Have you made any progress on the intermittent issues? 

Make sure there is no cached copy of an old/incorrect cert on the Parent or Child AWS node of your Jamf Pro instance. This would contribute to the inconsistent behavior (whenever the node with cached cert tries to service the request). This is a known Product Issue: PI103922, where a child node caches an older certificate. :) 

nadsad
New Contributor III

Actually we have gotten it to work every time now. The thing is that they made some configurations in the loadbalancer for us from our network team side.

"configure more advanced LB with SSL-offloading, which will inject X-Forwarded-For HTTP header."

But the documentation on this link is very helpful - i think it might help anyone having issues to figure out something :)

https://github.com/jamf/ol/tree/master/adcsc/doc - Jamf ADCSC Implementation notes.pdf 

bwoods
Valued Contributor

Seeing the same issue. Certificate install success is very sporadic. Sometimes it takes 30 seconds and sometimes it takes 3-4 days.

djdavetrouble
Contributor III

Hi guys, I was scratching my head on this one and realized the machines were not being renamed by the deployment team. They were getting the default name which contains an illegal character and / or too long, therefore a failed to inject error.


"Tom Jones's Macbook Pro"

bwoods
Valued Contributor

My issue turned out to be a firewall problem.
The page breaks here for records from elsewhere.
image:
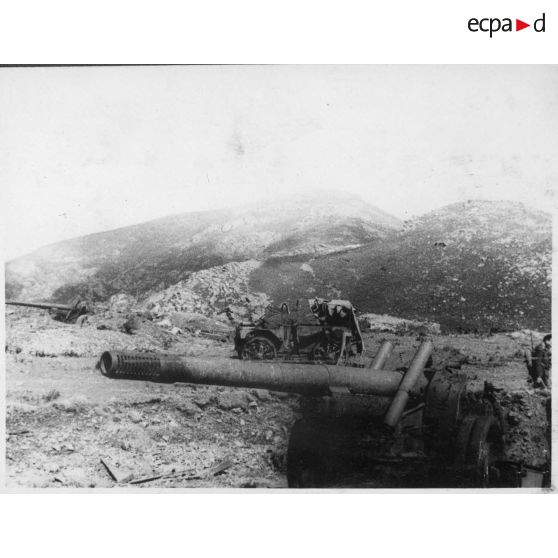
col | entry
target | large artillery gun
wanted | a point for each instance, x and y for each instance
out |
(68, 313)
(362, 427)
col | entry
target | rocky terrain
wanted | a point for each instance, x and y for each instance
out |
(470, 267)
(473, 277)
(153, 256)
(68, 426)
(475, 266)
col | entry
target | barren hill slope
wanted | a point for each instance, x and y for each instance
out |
(154, 255)
(469, 266)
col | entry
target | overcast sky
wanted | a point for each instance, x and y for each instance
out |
(90, 149)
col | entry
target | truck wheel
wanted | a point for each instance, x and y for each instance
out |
(258, 348)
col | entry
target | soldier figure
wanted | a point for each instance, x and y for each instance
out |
(542, 361)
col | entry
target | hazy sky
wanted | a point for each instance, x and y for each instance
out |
(89, 149)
Adjusting the firewall traffic resolved the issue. Even if the machine has a long name like "Brandon Wood's Macbook Pro", it still get the cert within seconds.

varun1
New Contributor

@bwoods we have an issue where the JAMF team is suspecting a firewall issue, like the certificate provided by jamf is getting dropped and in ADCS we are getting 403, can you please tell any what changes were made in firewall.

bwoods
Valued Contributor

@varun fixing this issue really depends on what type of relationship you have with your network team. I had to have three 4 hour sessions with my team. Luckily, we had the Jamf Infrastructure Manager configured and used it as a reference for how traffic should move through the firewall. You will need to send them Jamf's documentation and navigate through the firewall rules one by one.